To insinuate that the Rt Hon Lady was pre-obsessed about the time consumption of striving to become PM is misrepresentation. Let’s look at some of her portfolios which would not procure any constituency the space of a Parliamentary backbencher.

South West Norfolk MP Liz Truss. Picture: Mike Fysh
South West Norfolk MP Liz Truss. Picture: Mike Fysh

Ms Truss had some time-consuming portfolios in Government, especially the Cabinet. There were offices held such as Secretary of State for International Trading and Foreign Secretary which necessitated long periods out of the country as well as SW Norfolk. Detailed attention was given to the Northern Ireland Protocol in the aftermath of Brexit as well as the UK’s response to the invasion of Ukraine. You obviously haven’t taken this into account Steve, somebody has to do these jobs.

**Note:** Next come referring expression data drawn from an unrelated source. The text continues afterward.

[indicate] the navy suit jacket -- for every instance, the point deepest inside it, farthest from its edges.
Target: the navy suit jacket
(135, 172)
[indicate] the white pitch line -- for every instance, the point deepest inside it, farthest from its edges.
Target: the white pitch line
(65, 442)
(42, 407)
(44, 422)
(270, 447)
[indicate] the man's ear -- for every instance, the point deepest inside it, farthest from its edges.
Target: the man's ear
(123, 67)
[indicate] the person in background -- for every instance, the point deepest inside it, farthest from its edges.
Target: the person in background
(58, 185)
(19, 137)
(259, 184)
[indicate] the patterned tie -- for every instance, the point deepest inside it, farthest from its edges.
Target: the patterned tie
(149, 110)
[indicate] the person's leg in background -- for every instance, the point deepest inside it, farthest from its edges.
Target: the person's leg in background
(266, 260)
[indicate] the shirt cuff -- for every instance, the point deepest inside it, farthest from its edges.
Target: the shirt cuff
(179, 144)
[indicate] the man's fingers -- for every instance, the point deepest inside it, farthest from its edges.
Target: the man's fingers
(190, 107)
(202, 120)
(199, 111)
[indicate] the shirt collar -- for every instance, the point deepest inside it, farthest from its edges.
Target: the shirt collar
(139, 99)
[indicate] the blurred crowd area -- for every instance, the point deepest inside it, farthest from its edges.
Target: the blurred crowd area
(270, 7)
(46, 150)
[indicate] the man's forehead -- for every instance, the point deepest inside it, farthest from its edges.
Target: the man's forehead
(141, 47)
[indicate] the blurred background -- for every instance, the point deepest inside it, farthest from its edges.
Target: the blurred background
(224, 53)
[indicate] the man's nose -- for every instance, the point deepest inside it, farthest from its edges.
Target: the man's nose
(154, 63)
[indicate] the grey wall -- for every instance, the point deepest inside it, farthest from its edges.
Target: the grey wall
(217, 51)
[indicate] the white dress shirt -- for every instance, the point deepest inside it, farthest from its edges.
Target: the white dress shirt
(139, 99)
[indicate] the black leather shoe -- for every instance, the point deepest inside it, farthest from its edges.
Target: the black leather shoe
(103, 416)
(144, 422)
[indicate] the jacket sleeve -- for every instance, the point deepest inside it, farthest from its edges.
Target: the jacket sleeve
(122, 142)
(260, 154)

A member living in a constituency doesn’t necessarily guarantee demographic, cultural and structural expertise in its entirety.

There are other ways of gaining knowledge in the world of modern communications and Elizabeth sorted out a constituency matter for me by email to my satisfaction. For the record, I was a Member of the London Borough of Ealing between 1978 and 1982, living locally, and at the end of my term I was still learning.

Many MPs have multiple homes, including London, an essential prerequisite for working in the House of Commons, and in far flung constituencies such as the Scottish Islands and Northern Ireland.

Steve you will never beat the system no matter how much you would like to. Politics is bigger than all politicians, as Liz Truss found out with her quick departure from Downing Street.

David Fleming

Downham

Conflict shows Tories and Labour are so very similar

There are certain military and political situations which occur in the world today like what’s happening in Israel and Gaza which can serve as a true barometer of the state of the mainstream UK parties by how they respond to such conflicts.

While it’s only to be expected the Tory Government back Israel and don’t support a ceasefire; Labour under Starmer’s right wing leadership; having got rid or expelled many active socialist party members anyway; to take the same position and with only a year before the next UK election underlines not only the UK official opposition’s weakness on this situation in Gaza but on virtually every other UK domestic political and economic policy.

A far more genuine Labour position should be to contextualise the Hamas terrorist attack on October 7 in Israel.

Labour should also emphasise from a wider political perspective that attacking the policies of the Israeli government is not anti-semitic. It’s political anti-Zionism which many Jewish people adhere to outside and inside Israel.

As an analogy many Conservative politicians belong to the Church of England, but someone attacking their failed Conservative policies and military policies home and abroad doesn’t make them ‘antiChurch of England’.

Moreover a true Labour opposition should emphasise how history has allowed this divisive situation in Israel and Palestine to continue and how it all originates back to 1948 and well before, which the USA and the West has conveniently ignored because it suits western imperialist interests.

If there was any global conflicting political situation today which could not better identify how indistinguishable Labour are from the Tories today, then this is it.

Unfortunately Labour won’t do either because it’s just as much a conservative right wing imperialist party as the Tories.

Although being 20-odd points ahead in the opinion polls, if Labour under Starmer’s leadership is elected to power solely because of the failure of the Tory government it will clearly be equally as capitulating to Tory ideals which of course will inevitably play into right wing Tory hands.